The band has garnered three first-round Grammy Award nominations, has plans for a European concert tour, and has played multiple times at the Grand Ole Opry.
We talked to the band’s founding frontman and songwriter, Cruz Contreras, during a brief break from its demanding 200-concerts-a-year schedule.
507: How has your most album, “Hard to Please,” been received so far?
Contreras: I think it has brought us the most notoriety at this point. Every time you make a new record, you’re hoping to build on it. There’s always a chance that you put out a clunker. But I think our fans were certainly pleased, and we made a lot of new fans through it.

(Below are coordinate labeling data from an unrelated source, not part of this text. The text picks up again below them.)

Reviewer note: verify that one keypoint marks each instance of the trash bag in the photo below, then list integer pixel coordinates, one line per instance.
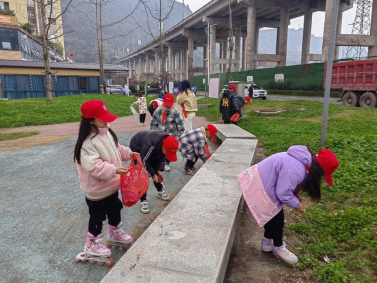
(134, 184)
(134, 112)
(235, 118)
(206, 150)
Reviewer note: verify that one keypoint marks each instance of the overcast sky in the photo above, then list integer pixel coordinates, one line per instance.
(318, 18)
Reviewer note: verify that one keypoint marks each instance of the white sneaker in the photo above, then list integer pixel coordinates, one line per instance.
(285, 255)
(163, 194)
(144, 207)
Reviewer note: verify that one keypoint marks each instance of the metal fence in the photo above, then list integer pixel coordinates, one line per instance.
(31, 86)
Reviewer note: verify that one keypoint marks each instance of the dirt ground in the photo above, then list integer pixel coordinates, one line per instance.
(251, 264)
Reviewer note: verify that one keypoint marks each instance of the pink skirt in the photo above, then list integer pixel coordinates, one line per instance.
(259, 202)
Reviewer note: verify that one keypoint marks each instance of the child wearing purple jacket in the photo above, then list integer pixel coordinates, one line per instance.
(277, 180)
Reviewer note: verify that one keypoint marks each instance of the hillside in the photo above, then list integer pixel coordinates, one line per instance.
(80, 18)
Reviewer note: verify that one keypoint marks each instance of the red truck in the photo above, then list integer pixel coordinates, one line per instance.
(357, 80)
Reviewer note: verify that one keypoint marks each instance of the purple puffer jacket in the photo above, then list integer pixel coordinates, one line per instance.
(281, 174)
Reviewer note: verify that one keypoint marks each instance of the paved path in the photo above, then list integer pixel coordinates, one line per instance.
(43, 212)
(309, 98)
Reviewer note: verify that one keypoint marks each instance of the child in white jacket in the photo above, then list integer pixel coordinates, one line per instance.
(98, 158)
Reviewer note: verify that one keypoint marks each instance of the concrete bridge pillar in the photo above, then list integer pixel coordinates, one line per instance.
(250, 40)
(212, 54)
(283, 37)
(307, 34)
(170, 58)
(372, 51)
(225, 47)
(237, 46)
(147, 64)
(326, 30)
(184, 61)
(205, 50)
(339, 31)
(190, 57)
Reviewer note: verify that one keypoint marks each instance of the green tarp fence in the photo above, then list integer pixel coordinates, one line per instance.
(299, 76)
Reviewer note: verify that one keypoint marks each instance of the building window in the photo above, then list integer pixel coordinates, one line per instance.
(9, 39)
(4, 6)
(30, 3)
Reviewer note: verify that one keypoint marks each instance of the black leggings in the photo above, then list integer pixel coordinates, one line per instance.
(274, 229)
(190, 164)
(158, 186)
(98, 210)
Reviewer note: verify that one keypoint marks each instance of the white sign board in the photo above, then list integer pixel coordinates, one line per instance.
(214, 87)
(279, 78)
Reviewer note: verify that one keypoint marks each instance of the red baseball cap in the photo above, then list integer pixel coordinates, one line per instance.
(329, 163)
(97, 109)
(170, 144)
(213, 130)
(169, 99)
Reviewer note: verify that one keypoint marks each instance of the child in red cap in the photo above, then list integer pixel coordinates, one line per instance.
(153, 105)
(227, 104)
(98, 157)
(192, 143)
(277, 180)
(168, 119)
(154, 147)
(142, 103)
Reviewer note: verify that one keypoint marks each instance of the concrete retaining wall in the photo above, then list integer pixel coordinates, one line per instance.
(193, 237)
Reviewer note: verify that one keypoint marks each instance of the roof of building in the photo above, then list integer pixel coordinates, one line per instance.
(60, 65)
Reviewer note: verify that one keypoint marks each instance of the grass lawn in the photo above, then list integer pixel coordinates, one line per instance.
(36, 111)
(16, 135)
(346, 218)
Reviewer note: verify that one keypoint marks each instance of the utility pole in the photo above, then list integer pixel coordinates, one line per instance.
(361, 26)
(330, 60)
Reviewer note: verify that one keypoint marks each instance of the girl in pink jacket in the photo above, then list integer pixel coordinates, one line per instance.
(98, 158)
(277, 180)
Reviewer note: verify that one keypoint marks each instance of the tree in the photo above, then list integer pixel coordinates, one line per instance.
(51, 14)
(28, 27)
(159, 16)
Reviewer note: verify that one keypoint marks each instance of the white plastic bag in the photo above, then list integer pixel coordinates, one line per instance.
(134, 112)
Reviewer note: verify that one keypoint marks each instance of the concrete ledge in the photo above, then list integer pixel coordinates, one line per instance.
(229, 131)
(192, 239)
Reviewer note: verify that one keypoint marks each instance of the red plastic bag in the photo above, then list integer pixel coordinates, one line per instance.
(235, 118)
(135, 183)
(206, 150)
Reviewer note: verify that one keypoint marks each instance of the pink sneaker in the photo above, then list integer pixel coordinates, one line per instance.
(285, 255)
(117, 236)
(95, 246)
(267, 245)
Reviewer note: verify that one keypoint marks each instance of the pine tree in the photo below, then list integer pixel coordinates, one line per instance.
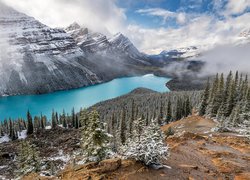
(12, 133)
(123, 127)
(169, 113)
(95, 139)
(132, 117)
(63, 119)
(30, 129)
(84, 119)
(149, 148)
(42, 122)
(53, 120)
(204, 101)
(73, 119)
(28, 158)
(161, 115)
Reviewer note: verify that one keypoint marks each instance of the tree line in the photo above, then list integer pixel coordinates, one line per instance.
(227, 99)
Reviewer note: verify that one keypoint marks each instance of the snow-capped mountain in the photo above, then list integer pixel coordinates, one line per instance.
(181, 52)
(96, 43)
(35, 58)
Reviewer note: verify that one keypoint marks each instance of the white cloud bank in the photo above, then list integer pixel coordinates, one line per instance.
(105, 16)
(100, 15)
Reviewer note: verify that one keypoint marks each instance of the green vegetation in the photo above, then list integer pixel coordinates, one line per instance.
(227, 101)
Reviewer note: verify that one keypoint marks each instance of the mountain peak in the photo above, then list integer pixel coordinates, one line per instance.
(73, 26)
(8, 12)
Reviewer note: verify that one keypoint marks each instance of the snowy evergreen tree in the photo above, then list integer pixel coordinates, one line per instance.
(204, 101)
(30, 129)
(147, 145)
(95, 141)
(28, 158)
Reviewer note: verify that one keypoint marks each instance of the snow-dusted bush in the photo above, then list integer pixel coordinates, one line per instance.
(95, 140)
(147, 146)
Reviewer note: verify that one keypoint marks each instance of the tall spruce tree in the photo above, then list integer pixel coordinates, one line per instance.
(30, 128)
(204, 101)
(169, 112)
(95, 142)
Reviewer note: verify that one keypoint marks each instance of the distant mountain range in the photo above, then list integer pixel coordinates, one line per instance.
(35, 58)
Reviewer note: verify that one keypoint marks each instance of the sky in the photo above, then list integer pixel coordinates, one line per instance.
(152, 25)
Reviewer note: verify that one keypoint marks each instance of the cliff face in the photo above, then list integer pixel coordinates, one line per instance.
(35, 58)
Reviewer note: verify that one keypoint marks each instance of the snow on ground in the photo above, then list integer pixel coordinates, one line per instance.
(22, 134)
(61, 156)
(5, 138)
(48, 127)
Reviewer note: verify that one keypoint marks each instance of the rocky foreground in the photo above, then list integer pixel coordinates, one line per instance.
(196, 152)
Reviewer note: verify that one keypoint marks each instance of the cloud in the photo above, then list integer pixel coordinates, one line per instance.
(164, 14)
(224, 58)
(203, 30)
(235, 7)
(99, 15)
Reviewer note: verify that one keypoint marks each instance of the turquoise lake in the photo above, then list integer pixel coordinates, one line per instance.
(17, 106)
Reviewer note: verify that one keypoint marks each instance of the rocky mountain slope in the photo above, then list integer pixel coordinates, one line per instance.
(196, 152)
(35, 58)
(116, 55)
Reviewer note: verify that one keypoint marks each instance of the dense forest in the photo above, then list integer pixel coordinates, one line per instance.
(227, 100)
(129, 125)
(141, 103)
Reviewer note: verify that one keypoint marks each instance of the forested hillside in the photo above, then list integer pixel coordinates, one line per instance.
(228, 101)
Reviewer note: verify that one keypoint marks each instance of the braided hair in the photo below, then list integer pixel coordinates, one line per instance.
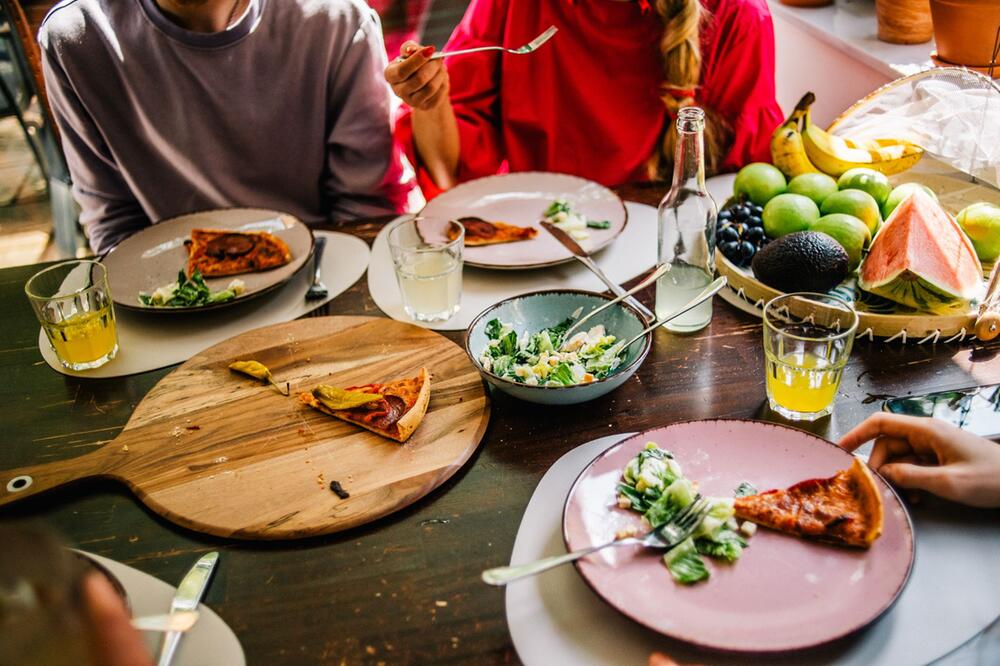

507: How do you describe your music?
Contreras: The other day, someone referred to it as “cosmic Appalachia.” It’s pretty cool. Can I steal that? At the same time, I’ve spent most of my life trying to evade labels. So does that cover it all? No. But it covers a pretty big part of it. A lot of times, I’ll reference country, rock and soul.
507: You play 200 a gigs a year. That sounds like a grinding pace. Are audiences the same or different depending on your venue?
Contreras: Very different. Everywhere we travel, I’m very aware of what type of audience we’re going to play to. We’re from Knoxville, east Tennessee. It’s more of a mountain culture. It’s more like, move the chairs out of the way, drink some moonshine and let’s dance. There are some places where people are very reserved. And I know if they’re not dancing and smiling or even moving or blinking, they’re actually having a good time. People are just different everywhere.
507: What’s it like to play at the Grand Ole Opry?
Contreras: For country music fans and our families and where we’re from, it’s really the biggest call you can get, the biggest stage. When you tell your parents and your friends and family we’re going to the Opry, it feels like you made it. It’s probably the most important stage we’ve been on.
507: Your band has grown over the years, to six members. What’s it like to travel with such a big band?
Contreras: It is probably an example of pushing things to the limit a little bit. Having a band and touring means more beds in hotels, more paychecks, more personalities and more complications. When I first started the band, I didn’t really think of that sort of stuff. It was just like, “Hey man, you want to play a gig?” You didn’t really think about, “We’re going to be spending 40 days together. How’s that going to work?”